I feel guilty sometimes that I get an incredible amount of adrenaline rush by doing this. I mean, it doesn't get more complex than this, and I just thrive on it. There's that fear, that feeling of knowing that to some extent you're not in control. You're trying to bring order into a situation that can at any point explode and become chaotic, and then things can take a turn for the worse.
TEACHING THE NEXT GENERATION
Why is mentoring new students so important to you?

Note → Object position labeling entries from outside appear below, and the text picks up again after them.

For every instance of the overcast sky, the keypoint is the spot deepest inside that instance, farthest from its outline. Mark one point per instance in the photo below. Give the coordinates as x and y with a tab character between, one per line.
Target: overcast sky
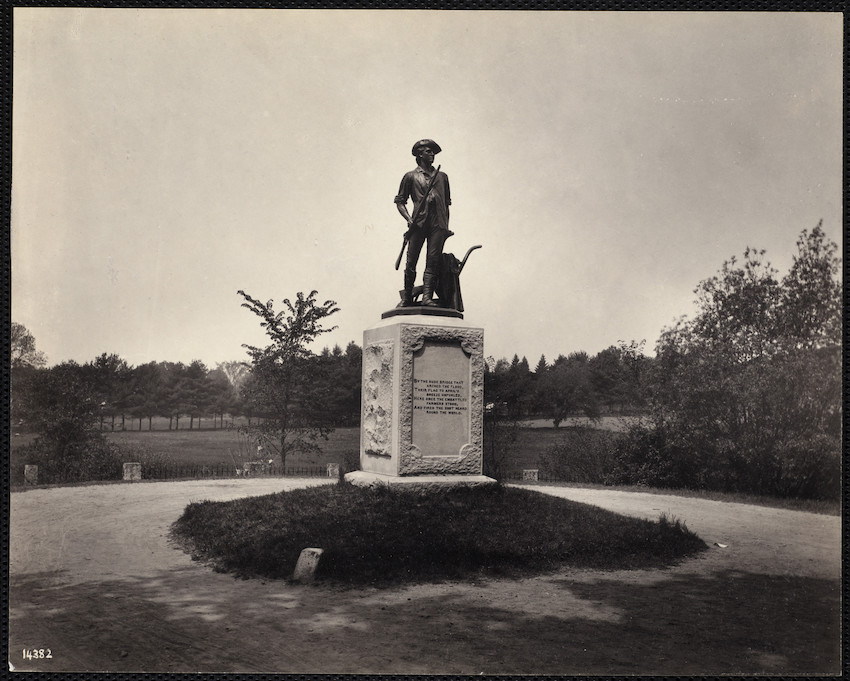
606	162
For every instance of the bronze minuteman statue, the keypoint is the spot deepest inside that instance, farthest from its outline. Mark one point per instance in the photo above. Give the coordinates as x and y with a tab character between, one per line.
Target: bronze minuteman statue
428	188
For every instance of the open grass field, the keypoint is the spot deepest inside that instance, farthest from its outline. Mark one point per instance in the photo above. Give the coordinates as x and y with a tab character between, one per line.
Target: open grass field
210	446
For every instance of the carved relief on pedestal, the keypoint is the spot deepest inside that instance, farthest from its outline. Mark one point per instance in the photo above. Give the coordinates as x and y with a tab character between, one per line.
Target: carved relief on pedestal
376	422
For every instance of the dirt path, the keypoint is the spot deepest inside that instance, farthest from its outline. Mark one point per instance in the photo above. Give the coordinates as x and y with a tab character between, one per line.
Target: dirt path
94	579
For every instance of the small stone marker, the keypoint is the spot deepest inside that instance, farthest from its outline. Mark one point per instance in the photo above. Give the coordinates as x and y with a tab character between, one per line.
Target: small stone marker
30	474
305	569
252	468
133	471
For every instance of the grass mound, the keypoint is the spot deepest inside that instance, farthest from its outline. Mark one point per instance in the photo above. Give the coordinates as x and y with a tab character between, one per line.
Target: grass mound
385	536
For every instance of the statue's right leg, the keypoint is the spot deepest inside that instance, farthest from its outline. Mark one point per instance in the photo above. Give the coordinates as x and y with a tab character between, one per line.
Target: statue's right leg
414	247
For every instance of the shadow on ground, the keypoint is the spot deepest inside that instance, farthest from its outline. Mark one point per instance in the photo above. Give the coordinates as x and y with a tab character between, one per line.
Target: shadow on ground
190	620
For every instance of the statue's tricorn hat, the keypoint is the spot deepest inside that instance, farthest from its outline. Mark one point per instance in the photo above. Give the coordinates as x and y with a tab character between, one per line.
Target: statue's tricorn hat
426	143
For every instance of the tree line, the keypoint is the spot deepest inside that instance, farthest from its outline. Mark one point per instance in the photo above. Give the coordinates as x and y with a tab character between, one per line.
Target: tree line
118	396
745	396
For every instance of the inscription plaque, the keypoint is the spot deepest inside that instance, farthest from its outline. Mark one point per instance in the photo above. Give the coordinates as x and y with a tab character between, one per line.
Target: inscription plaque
440	424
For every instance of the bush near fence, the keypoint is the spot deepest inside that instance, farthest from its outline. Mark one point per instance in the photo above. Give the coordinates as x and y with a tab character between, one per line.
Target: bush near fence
167	471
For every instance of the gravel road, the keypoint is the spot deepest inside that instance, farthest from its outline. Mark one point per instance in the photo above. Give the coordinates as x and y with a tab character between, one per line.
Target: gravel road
95	581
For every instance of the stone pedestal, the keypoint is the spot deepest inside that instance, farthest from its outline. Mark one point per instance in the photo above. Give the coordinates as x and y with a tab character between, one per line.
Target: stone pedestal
423	402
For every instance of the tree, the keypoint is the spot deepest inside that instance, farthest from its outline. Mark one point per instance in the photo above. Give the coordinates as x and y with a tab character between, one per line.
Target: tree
747	395
63	410
283	385
110	377
567	388
810	305
22	348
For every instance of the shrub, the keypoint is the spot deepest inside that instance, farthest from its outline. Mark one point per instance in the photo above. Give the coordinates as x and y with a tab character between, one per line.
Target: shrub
583	455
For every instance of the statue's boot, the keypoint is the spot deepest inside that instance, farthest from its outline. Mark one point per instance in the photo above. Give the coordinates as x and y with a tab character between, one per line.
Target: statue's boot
428	290
407	293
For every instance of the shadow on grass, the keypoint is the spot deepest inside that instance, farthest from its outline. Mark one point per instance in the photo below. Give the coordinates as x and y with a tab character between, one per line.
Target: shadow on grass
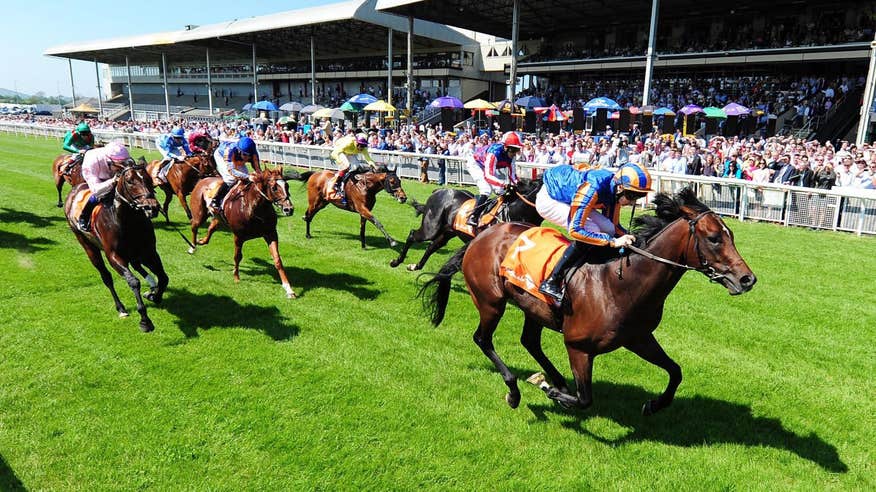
305	279
205	311
8	479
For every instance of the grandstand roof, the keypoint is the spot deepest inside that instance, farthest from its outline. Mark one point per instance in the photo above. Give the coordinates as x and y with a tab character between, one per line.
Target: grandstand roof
348	28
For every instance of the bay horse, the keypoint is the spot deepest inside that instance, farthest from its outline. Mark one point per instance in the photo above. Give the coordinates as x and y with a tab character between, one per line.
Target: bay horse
441	209
605	307
123	230
248	209
182	175
360	192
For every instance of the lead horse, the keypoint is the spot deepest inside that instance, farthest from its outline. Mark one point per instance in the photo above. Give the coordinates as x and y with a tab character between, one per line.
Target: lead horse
604	309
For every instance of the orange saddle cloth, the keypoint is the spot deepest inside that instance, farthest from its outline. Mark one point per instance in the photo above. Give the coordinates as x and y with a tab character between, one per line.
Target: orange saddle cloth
532	257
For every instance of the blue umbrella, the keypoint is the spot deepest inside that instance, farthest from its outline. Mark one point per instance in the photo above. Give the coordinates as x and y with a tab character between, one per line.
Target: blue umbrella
530	102
362	99
265	106
601	103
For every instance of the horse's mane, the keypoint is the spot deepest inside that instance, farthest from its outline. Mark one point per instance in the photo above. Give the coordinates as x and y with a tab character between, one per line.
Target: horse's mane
667	210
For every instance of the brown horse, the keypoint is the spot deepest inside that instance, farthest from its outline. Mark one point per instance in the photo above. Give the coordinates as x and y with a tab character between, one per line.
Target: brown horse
248	209
182	175
614	304
123	230
360	193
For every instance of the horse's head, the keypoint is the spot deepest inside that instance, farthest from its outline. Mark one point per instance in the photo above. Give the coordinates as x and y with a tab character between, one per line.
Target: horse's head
134	187
274	187
392	184
710	248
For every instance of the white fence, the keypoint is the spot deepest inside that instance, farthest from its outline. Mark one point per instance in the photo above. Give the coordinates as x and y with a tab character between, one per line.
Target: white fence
843	209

I think mentoring is a cornerstone. Mentoring is the reason why I am here today. I have to recognize that I may never be able to have a significant impact on brain cancer, so my duty is to train those future generations. Within those young minds, there are a lot of diamonds, a lot of rough diamonds, and my role is to polish them. My role is to cut them a certain way to help them unleash their full potential.
"It is okay sometimes not to know where you're going to end up. What is not okay is not to give your best at the present."
How many of those future "diamonds" do you think will come from a background similar to your own?
I know that among many other migrant farmworkers, there are a lot of brilliant young minds that, if given the opportunity, can [make] potentially significant contributions to humanity. Not just among the migrant farmworkers, but also among the kids that are running the inner city that don't have books to read, that don't have the privilege of an education. They don't have the role models.
We pay a lot more attention to our athletes, to our movie stars, to our singers, which deservedly are wonderful. However, there are so many other people in the background. There are incredible teachers, architects, physicians. There are janitors or plumbers who are [making] a wonderful contribution to our society, but we just do not pay attention to them.
What are the chances of someone becoming a brain surgeon if they are really dedicated?
I think that the chances of becoming a brain surgeon, for instance, are much better than the chances are of becoming a famous NBA superstar basketball player such as Michael Jordan or Kobe Bryant, or a famous movie star like Brad Pitt, or a famous singer. Number-wise you have better odds of getting into residency for neurosurgery and graduating as a brain surgeon at the end of seven years than you have of joining the NBA and becoming a successful NBA player. Just numbers.
What advice do you give young people today?
I had no idea where my life was going to lead. I just knew—as I tell young people who are at the stage today which I was back then—that it is okay sometimes not to know where you're going to end up. What is not okay is not to give your best at the present. And I always knew that if I gave my best, things were going to one day turn around.